ULCÈRE DIABÉTIQUE : Lutter contre la plaie invisible
Détecter ces plaies invisibles, précisément les ulcères du pied diabétiques qui semblent cicatrisés mais qui risquent de se rouvrir, c’est l’objet de cette étude de cliniciens de l’Université de Pittsburgh. Ces travaux, publiés dans la revue Diabetes Care, proposent une nouvelle approche pour identifier ces ulcères à risque, mais incitent aussi à revoir la définition de la fermeture de ces plaies.
Les ulcères du pied diabétique constituent une complication majeure chez les patients atteints de diabète de type 1 et de type 2. Ces plaies cicatrisent lentement et présentent un taux de récidive élevé, ce qui conduit souvent à l'amputation et au décès.
L’auteur principal, le Dr Chandan Sen, professeur de chirurgie de l'Université de Pittsburgh et directeur scientifique des services de cicatrisation des plaies à l'UPMC explique que « chez les patients porteurs d’ulcères du pied diabétique apparemment cicatrisés et répondant à la définition actuelle d'une plaie fermée, les ulcères fermés présentant une peau lésée avec perte d'eau plus importante sont susceptibles de se rouvrir ».
Cette nouvelle recherche révèle qu’une évaporation de l'humidité plus élevée de ces plaies fermées, est le signe d'une fonction barrière cutanée défectueuse et un marqueur de récidive.

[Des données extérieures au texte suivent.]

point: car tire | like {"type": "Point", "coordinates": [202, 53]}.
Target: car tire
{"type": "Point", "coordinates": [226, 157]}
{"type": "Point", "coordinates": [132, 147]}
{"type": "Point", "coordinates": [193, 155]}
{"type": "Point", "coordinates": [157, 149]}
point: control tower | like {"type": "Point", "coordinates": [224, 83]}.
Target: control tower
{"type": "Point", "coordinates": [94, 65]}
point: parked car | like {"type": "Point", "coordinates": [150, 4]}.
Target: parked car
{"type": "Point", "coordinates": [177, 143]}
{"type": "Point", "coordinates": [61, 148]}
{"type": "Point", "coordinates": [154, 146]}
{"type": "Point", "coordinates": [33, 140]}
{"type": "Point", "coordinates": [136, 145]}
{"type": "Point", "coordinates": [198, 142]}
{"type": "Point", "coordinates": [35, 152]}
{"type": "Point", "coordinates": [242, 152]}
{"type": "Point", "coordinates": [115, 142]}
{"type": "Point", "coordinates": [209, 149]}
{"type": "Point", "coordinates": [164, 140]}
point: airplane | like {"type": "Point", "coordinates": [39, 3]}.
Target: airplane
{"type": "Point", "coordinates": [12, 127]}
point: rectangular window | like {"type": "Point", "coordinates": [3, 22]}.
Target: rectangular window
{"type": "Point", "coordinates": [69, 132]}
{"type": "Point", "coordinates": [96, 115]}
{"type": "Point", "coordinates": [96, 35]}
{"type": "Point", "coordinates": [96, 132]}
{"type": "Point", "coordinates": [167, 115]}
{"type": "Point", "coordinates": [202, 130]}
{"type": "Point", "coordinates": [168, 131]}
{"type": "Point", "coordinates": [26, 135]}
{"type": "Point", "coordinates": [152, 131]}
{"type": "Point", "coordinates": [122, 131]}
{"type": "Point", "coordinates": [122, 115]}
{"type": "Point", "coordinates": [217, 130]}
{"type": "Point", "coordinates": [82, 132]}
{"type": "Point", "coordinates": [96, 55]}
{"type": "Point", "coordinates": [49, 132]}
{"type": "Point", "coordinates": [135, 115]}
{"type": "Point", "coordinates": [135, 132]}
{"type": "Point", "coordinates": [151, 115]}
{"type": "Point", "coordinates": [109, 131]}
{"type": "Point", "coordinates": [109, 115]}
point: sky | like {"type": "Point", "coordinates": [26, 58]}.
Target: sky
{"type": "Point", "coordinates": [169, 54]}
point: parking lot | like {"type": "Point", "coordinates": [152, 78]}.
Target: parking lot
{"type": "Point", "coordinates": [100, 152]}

Si l’Agence américaine Food and Drug Administration (FDA) définit actuellement une plaie fermée comme une plaie dont la surface est entièrement recouverte de peau saine et qui ne présente aucun écoulement ni drainage ni exsudat pendant 2 semaines consécutives, pour certains ulcères diabétiques, ces apparences peuvent être trompeuses.
L’étude est menée auprès de 368 participants atteints de diabète de type 1 ou 2 et porteurs d’un ulcère du pied diabétique récemment cicatrisé. À l'aide d'un appareil portable, les chercheurs ont relevé la perte d'eau trans épidermique au niveau des plaies cicatrisées, puis ont suivi ces patients pendant une période de 16 semaines afin de détecter toute récidive. L’analyse révèle que :
- 22 % des participants présentaient des plaies qui se sont rouvertes à la semaine 16 ;
- la perte d'eau trans épidermique au niveau des plaies cicatrisées était systématiquement plus élevée pour les plaies qui se rouvraient que pour celles qui sont restées fermées ;
- des valeurs de perte d'eau trans épidermique élevées (supérieures à 30) sont associées à un risque multiplié par 2,7 de réouverture de la plaie et à un délai de récidive plus court.
« Une valeur de perte d'eau trans épidermique de 30 sur une plaie cicatrisée doit être considérée comme un signal d'alarme »,
observent les chercheurs : « Même si ces plaies semblent fermées, la barrière est défectueuse ; ces plaies invisibles méritent donc des soins supplémentaires ».
En matière de cicatrisation, les apparences peuvent donc être trompeuses
Certains ulcères du pied diabétique apparaissent bien « fermés », ils répondent ainsi à cette définition de la cicatrisation, cependant ils ne sont pas « fonctionnellement » fermés. En effet, pour ces plaies apparemment fermées,
- la peau ne remplit pas encore sa fonction de barrière contre les agents pathogènes extérieurs :
- la barrière est inefficace et la plaie reste vulnérable aux bactéries, aux impuretés et aux allergènes qui pénètrent dans l'organisme.
« On parle alors de plaies invisibles ».
Plaies invisibles, quels marqueurs ? Ces plaies invisibles, qui peuvent se rouvrir, sont caractérisées par une évaporation de l'humidité plus importante, à travers cette barrière fragilisée, que sur une peau saine. Ce phénomène peut être détecté à l'aide d'un simple appareil portatif de mesure de la perte d'eau trans épidermique.
Prises ensemble ces observations suggèrent que la restauration de la fonction barrière cutanée devrait être intégrée à la définition actuelle de la fermeture des plaies afin de garantir une fermeture durable et de mieux identifier les patients à risque de récidive.
Enfin, la mesure de la perte d'eau trans épidermique constitue un mode diagnostique fiable pour évaluer, pour la première fois, le risque de récidive d'un ulcère.